This type of geophysical survey hasn’t changed much in two decades, but the technology of evaluation has. With that in mind, Gaia Metals TSXV:GMC (formerly 92 Resources) plans an up-to-date re-analysis of existing IP-resistivity data from its Corvette-FCI property. The process should offer a cost-effective method of gaining new insight into the project.

Gaia Metals applies new geophysical analysis to Quebec polymetallic project

Gaia Metals’ Corvette-FCI project has already shown
impressive sample results for gold, copper and lithium.

The James Bay-region property has so far yielded high-grade samples of gold, copper-gold-silver and lithium-tantalum. Now the company plans to apply new technology to data collected up to 2000.

IP-resistivity surveys have proven “well-suited to detect near-surface disseminated sulphide mineralization (IP anomalies), as well as areas of alteration and/or silicification (resistivity anomalies),” Gaia stated. “This geophysical tool is commonly used in greenstone-hosted gold and base metal exploration and is often effective at qualifying drill targets initially developed from surface mapping and sampling. With the mineralization styles identified at Corvette-FCI, coupled with the thin overburden cover in the area, IP-resistivity offers an efficient sub-surface scan at good resolution and reasonable cost.”
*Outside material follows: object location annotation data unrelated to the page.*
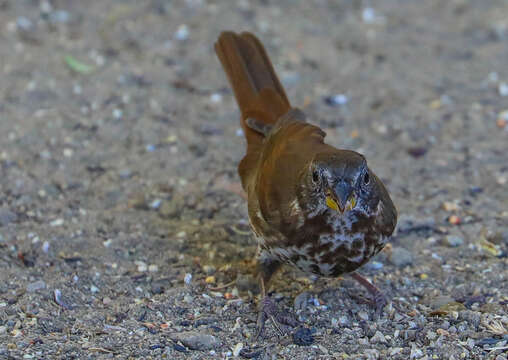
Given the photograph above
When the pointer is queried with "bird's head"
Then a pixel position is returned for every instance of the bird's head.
(341, 181)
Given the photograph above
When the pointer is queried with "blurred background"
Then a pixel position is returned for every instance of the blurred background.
(121, 214)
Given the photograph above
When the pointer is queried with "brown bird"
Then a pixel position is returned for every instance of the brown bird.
(312, 206)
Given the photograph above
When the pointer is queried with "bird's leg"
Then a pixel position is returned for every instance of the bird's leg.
(378, 298)
(268, 309)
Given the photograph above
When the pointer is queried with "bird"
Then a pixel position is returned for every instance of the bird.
(310, 205)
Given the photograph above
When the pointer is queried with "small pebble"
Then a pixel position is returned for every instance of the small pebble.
(303, 337)
(155, 204)
(236, 351)
(141, 266)
(7, 217)
(117, 113)
(378, 338)
(35, 286)
(503, 89)
(336, 100)
(215, 98)
(454, 240)
(362, 315)
(57, 222)
(454, 220)
(401, 257)
(24, 24)
(368, 15)
(195, 340)
(182, 33)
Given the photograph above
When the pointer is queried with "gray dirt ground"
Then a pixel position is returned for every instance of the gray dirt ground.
(118, 178)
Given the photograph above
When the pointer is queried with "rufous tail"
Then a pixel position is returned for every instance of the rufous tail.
(257, 89)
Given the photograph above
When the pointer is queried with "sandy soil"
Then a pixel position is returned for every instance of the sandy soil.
(123, 233)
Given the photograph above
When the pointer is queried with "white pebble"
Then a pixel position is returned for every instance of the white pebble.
(57, 222)
(182, 33)
(503, 89)
(117, 113)
(215, 98)
(238, 347)
(368, 15)
(68, 152)
(142, 267)
(155, 204)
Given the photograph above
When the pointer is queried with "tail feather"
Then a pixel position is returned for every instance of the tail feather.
(257, 89)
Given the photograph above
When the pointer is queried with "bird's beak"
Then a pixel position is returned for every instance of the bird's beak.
(342, 198)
The original survey covered two grids: Golden Gap (now known as FCI West) and Island Lake (FCI East), which includes the Lac Bruno boulder field. IP targets from the original evaluation have yet to be drilled, “further highlighting the value in modern re-processing to prioritize the targets,” Gaia added.

The company expects to conduct new surveying along the property’s Maven trend, extending east across the Lac Smokycat-SO, Lorraine and Elsass showings, where historic sampling brought impressive copper-gold-silver grades. Expected for completion next spring, the survey will precede ground mapping and sampling scheduled for June and July.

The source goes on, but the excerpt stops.